I’m 50 and my periods are as unreliable as my sexual desire. Yet I don’t miss my libido. because instead of horny, I am in steady state of something that is beginning to feel like self-love. It’s a state where the body and its drive for sexual satisfaction stands down. And where giving and receiving pleasure is not a drive, but rather a playful choice.

All these sex slave years, in bondage to my reproductive hormones, driven to dance to an incessant endocrine drum beat, I am for the first time dancing to my own new beat–the beat, not of my loins, but of my heart.

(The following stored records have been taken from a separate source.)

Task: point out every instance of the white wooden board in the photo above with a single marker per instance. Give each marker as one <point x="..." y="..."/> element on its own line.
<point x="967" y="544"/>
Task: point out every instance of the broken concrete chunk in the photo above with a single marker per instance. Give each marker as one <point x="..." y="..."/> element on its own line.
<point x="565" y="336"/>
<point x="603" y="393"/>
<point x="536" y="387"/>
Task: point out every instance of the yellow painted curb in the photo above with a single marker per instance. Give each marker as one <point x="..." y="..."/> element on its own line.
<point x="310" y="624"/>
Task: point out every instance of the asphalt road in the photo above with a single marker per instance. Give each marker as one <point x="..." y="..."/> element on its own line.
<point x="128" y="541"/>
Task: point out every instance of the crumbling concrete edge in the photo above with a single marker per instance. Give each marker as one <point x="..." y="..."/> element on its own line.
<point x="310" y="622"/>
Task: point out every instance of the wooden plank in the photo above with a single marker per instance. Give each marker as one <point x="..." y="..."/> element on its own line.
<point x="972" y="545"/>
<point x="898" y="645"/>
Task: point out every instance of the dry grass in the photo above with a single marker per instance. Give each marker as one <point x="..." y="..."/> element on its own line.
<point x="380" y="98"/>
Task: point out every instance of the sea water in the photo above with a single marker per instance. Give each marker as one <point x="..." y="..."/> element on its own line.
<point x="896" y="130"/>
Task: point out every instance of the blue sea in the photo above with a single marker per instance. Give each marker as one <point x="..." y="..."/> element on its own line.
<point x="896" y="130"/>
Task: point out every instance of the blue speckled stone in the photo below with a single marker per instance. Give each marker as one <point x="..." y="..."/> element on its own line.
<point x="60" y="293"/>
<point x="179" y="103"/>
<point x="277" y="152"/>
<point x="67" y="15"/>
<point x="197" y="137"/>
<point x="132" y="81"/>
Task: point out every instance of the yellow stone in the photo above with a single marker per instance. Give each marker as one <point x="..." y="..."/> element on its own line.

This heart, the heart of a woman who has lived, loved and lost, is the new dom. And my body, for once, is the submissive. This heart is learning to be the one in charge.
Don’t worry, body, the heart is a gentle lover. She will only take you by force when you are ready.

(This is the second in a series of The Estrogen Diaries (first one here), that will chronicle my adventures, insights and challenges in the land of peri-menopause—technically, I’m not in official medical menopause until 12 menstrual cycle-free months. For the record, as of this post, I’m at six and I turned 50 in April.)